CRONICAS DE TECPAN

Por Regino Ocampo Bello

LA REVOLUCION

Y llegó la Revolución, se preparaban los hombres que simpatizaban con Madero, Porfirio Díaz, Álvaro Obregón y  de la Huerta.
La tempestad descendió al bajío guerrerense, por la sierra Madre, un escalofrío de angustia cruzó como un relámpago, estremeciendo la cordillera y el turbión se precipitó hacia la Costa bramando en los playares dormidos de tranquilidad. Sacudió los montes y las  campiñas, fueron bañadas de gritos y de plomo.
Cabalgaron los jinetes sembrados en las sillas vaqueras, afianzadas las cinchas y erguidos los estribos, relinchaban hombres y bestias, incendiando los horizontes y a su vez, ardieron los pueblos azorados, de Tecpan, Tenexpa, San Luis, Atoyac, San Jerónimo y Acapulco.
Las iglesias se tiñeron el rostro con el humo denso de las hogueras y las torres transformadas en nidales rebeldes, flechaban la distancia para distribuir la muerte.
La paz se hizo añicos como una muñeca de cristal caída al suelo; liquidada por la voz metálica de los clarines, movimiento de los regimientos lanzados al tropel de las batallas a los acordes de la marcha dragona y al atronar de las cajas marciales.
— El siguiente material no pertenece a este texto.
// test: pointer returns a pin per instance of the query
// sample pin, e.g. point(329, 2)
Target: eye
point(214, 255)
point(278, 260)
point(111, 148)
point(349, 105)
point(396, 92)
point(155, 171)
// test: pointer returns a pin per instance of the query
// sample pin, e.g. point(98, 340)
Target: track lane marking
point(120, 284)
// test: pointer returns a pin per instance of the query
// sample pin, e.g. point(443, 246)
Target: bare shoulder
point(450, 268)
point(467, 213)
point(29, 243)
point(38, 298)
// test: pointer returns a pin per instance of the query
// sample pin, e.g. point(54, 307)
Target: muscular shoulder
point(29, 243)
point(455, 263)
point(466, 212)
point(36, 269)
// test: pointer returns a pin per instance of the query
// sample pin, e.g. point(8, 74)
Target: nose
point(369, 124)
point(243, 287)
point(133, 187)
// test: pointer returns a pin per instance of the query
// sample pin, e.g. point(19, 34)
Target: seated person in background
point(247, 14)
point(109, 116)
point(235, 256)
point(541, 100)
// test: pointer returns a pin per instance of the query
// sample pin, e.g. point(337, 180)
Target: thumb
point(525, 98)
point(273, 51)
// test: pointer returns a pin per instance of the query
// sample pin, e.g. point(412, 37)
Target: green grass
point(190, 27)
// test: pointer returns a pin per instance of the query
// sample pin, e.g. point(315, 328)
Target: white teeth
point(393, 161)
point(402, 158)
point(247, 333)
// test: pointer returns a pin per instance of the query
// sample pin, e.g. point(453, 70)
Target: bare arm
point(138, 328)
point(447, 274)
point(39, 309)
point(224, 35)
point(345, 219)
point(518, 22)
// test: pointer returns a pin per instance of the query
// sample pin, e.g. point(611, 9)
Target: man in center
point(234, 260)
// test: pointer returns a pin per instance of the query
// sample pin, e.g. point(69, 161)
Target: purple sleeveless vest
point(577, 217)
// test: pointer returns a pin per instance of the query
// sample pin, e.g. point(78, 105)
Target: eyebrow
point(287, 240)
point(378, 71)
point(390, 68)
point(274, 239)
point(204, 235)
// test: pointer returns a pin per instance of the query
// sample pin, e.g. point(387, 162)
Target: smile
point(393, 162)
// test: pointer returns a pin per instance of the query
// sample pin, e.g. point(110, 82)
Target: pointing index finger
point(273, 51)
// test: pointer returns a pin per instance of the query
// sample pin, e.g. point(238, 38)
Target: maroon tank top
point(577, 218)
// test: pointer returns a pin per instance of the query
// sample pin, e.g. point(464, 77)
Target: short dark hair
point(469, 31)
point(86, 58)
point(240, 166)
Federales y campesinos se dieron un abrazo trágico y rodaron con la bola; buscando un equilibrio que solo podían encontrar en la victoria de las razones del pueblo.
Se hizo un torbellino de fuego y la sangre, comenzó a marchitar el barbecho mustio y sumiso ante las nieblas de los odios de libertad y el fluir constante de la lluvia roja, que abatió en los milpares sobre las tejas que saltaban en pedazos, el remolino de las cementeras y el chipi chipi de los proyectiles que alzaban pequeñas nubecitas de polvo.
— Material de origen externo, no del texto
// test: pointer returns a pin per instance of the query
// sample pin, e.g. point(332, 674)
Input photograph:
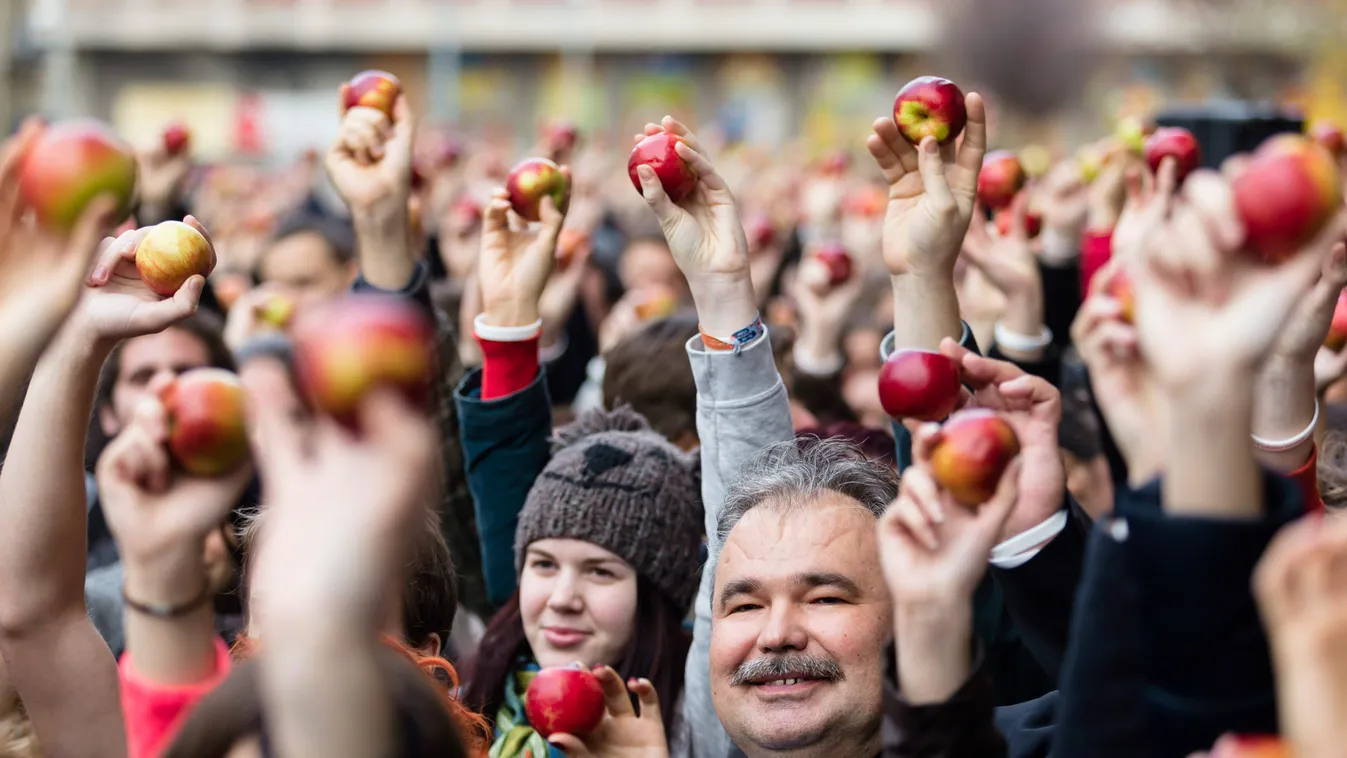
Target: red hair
point(472, 726)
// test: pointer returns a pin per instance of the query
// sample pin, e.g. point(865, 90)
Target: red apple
point(1177, 143)
point(919, 384)
point(1120, 287)
point(69, 166)
point(1338, 327)
point(760, 230)
point(357, 343)
point(373, 89)
point(1250, 746)
point(838, 261)
point(1285, 195)
point(565, 700)
point(170, 255)
point(562, 135)
point(534, 179)
point(1032, 224)
point(659, 152)
point(971, 454)
point(837, 163)
point(276, 311)
point(206, 434)
point(1001, 178)
point(1330, 136)
point(177, 138)
point(930, 107)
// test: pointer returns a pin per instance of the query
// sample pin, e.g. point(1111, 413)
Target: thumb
point(653, 193)
point(932, 174)
point(570, 745)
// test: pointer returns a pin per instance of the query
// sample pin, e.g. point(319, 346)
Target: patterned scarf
point(515, 738)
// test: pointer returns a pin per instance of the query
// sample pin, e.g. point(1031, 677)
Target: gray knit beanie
point(614, 482)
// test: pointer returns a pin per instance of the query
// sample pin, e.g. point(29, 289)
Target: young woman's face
point(578, 602)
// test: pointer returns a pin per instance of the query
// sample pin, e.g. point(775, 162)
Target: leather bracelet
point(169, 610)
point(1284, 444)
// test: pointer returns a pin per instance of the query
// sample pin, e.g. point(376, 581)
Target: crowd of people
point(656, 449)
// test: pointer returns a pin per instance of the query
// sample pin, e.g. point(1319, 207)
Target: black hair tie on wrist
point(169, 610)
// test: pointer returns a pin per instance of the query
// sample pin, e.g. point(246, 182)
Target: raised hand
point(515, 264)
point(706, 237)
point(371, 160)
point(117, 304)
point(1200, 302)
point(1033, 408)
point(622, 733)
point(154, 510)
point(1124, 389)
point(931, 193)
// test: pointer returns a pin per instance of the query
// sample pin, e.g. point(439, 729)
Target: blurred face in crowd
point(648, 264)
point(578, 602)
point(143, 361)
point(800, 632)
point(306, 265)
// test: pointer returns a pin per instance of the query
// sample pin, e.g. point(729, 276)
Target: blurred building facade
point(259, 76)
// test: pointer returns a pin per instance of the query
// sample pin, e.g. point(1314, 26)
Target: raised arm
point(741, 404)
point(59, 665)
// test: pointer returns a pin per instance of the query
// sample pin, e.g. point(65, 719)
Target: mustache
point(794, 665)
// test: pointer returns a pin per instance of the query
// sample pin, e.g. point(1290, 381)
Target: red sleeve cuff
point(1307, 478)
point(1095, 251)
point(152, 712)
point(507, 366)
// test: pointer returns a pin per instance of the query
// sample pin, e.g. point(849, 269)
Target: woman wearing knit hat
point(590, 539)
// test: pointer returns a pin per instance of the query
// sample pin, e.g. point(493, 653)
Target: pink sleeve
point(1095, 251)
point(152, 712)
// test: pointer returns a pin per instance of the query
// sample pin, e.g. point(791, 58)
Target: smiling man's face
point(802, 628)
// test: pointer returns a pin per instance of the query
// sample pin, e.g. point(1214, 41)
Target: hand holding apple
point(41, 271)
point(621, 733)
point(154, 512)
point(171, 253)
point(1200, 303)
point(513, 267)
point(705, 233)
point(1032, 407)
point(119, 303)
point(931, 193)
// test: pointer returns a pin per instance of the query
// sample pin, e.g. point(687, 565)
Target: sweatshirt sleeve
point(154, 712)
point(741, 408)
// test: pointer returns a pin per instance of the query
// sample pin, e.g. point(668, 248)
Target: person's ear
point(108, 422)
point(431, 648)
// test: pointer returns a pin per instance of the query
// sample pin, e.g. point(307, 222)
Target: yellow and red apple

En los ríos insurgentes, que afloraban cadáveres grotescos; en un despeñarse rumbo a los llanos sin puerta. La revolución penetró con su canto de espuelas y su ronca protesta de exterminio, en los viejos patios de las haciendas impiadosas, donde el alabado, ascendía, hacia los cielos el clamor de los peones sin esperanza, esclavos que ahora irrumpían airados con el fusil al viento y en un mar de caballos alebrestados, piafantes e insumisos como sus conciencias liberadas.
La marea humana, lo llenaba todo, bajiales y potreros, aldeas y ciudades, sábanas y ventisqueros que con el eco de sus barrancos, hacían perdurar el fragor de los combates. El cañón, la ametralladora, la carabina y los machetes, tomaron la palabra para dialogar por años y más años, en la desbordante avenida de las pasiones reprimidas, en un afán y un destruirse que parecían interminables.
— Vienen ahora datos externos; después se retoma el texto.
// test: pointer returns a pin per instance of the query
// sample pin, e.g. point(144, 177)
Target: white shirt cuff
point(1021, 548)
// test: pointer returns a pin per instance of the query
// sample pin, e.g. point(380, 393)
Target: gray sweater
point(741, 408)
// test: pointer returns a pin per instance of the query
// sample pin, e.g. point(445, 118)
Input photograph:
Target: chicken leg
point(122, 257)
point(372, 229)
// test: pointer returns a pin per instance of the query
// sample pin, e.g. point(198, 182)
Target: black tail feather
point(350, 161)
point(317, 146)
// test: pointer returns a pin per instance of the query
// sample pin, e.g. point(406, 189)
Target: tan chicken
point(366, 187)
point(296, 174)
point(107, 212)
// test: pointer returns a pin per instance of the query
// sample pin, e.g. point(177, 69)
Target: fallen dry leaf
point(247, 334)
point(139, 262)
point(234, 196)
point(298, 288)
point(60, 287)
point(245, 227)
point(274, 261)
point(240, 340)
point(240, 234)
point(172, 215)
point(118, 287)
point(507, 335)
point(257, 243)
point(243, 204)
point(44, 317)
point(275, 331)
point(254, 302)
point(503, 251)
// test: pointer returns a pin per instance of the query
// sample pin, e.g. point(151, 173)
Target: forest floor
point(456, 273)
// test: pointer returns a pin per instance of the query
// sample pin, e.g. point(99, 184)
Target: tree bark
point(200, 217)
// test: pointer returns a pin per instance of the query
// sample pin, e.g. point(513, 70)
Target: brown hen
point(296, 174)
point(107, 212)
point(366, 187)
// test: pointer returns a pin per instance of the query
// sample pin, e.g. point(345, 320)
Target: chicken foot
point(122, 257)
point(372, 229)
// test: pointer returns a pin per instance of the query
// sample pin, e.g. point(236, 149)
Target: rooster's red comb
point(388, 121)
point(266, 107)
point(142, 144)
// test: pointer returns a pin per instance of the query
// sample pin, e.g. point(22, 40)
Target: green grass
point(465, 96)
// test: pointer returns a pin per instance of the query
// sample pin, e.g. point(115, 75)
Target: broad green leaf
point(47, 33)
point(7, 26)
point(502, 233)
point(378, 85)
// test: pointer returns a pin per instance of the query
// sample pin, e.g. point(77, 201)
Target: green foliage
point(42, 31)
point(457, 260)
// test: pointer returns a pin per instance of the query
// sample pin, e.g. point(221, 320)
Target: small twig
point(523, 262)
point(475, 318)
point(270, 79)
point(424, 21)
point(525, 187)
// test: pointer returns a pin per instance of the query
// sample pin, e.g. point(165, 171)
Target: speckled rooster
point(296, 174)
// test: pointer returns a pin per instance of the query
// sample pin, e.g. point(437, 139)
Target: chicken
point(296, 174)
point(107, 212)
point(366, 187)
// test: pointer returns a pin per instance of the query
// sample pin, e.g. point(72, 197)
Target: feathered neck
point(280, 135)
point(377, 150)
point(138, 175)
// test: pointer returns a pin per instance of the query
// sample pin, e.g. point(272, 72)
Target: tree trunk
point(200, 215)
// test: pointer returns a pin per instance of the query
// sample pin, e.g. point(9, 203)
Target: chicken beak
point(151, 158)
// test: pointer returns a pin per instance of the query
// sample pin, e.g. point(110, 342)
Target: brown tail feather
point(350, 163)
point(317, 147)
En Guerrero, los Figueroa, lanzaron desde Huitzuco, las primeras balas rebeldes y desde luego, Julián Blanco, se levantó en Dos Caminos  y Tomás Gómez, se alzó en Costa Grande, nuevos nombres se perdieron, en los labios cenizos del pueblo, Centurión, Añorve, Mariscal, Vidales, Abraham García, El Ciruelo, Bailón, Serrano y Villegas, que en las Costas repetían los labios inestables de las comadres platicadoras, embutidas en sus rebozos de Chilapa, corría el mes de mayo de 1911, y los Insurgentes de Costa Grande, iniciaron el asedio al puerto de Acapulco, con terribles combates que culminaron durante los días 10 y 11, hasta que la victoria fue anunciada por las trompetas de la revolución.
Las comadres seguían santiguándose, estremecidas por los nombres eufónicos que danzaban en los pentagramas armoniosos, en tanto las que eran madres transidas por un dolor inmenso, subían la calle de la amargura, morenas Marías, de llanto irreducible, entre las barbas trenzadas de sus rebozos, vírgenes humildes y múltiples con el Jesús en la boca y el brillante rosario entre las manos lacias para contar los misterios a los muertos y una letanía en sonsonete y plañidera, iva solemnizando el recuerdo de los caídos.